What is the Relationship Between a Health Savings Account and Medicare?

People living in the United States can combine a health savings account and Medicare coverage to pay for their medical care. Medicare offers a high-deductible health insurance plan that is used in conjunction with a medical savings account to pay for these expenses. Under the plan, money is deposited on the member’s behalf into a savings account. The money in the account grows on a tax-free basis until the funds are withdrawn to pay for medical expenses.

The first step in setting up this type of plan is to enroll in a Medicare plan with a high deductible. The deductible is the amount that the plan member will have to pay out of pocket before the health savings account and Medicare will pay for any medical bills. Once the deductible level has been reached, the money in the health savings account is withdrawn and used to pay for medical care.

The amount of the deductible varies, depending on the plan chosen. People who have Medicare Part A or Part B are eligible to join a health savings accounts and Medicare plan if they wish. This option is not available to those individuals who have coverage through a group medical plan or a federal employees benefits package. People who have end-stage renal disease or are receiving hospice care are also not eligible for this type of health insurance plan. Anyone who wishes to be covered under this option must reside in the United States for at least 183 days per year.

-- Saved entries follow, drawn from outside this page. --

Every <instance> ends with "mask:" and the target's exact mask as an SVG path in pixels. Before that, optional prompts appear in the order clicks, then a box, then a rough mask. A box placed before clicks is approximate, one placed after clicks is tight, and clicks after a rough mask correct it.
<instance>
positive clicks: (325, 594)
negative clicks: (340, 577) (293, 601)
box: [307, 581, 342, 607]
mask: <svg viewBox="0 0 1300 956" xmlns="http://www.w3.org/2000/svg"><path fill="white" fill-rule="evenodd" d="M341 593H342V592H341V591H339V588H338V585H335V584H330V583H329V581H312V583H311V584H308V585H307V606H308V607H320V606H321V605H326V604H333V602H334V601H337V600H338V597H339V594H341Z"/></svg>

If the money deposited to the health savings account and Medicare plan is exhausted during the year, the plan member will be required to pay for any additional medical expenses personally until the deductible level has been met again. When a plan member is paying for medical services until the annual deductible is met, doctors and other health care professionals must ensure that the cost of services does not exceed the amount approved by Medicare. Once the deductible has been met again, the health savings account and Medicare plan will pay for services covered under Medicare.

Any funds remaining in the health savings account at the end of the year stay in the account. They accumulate interest until withdrawn to pay for medical care. A person who chooses a health savings account and Medicare plan for their needs does not have to pay tax on the funds withdrawn from the health savings account if they are used to pay for medical care.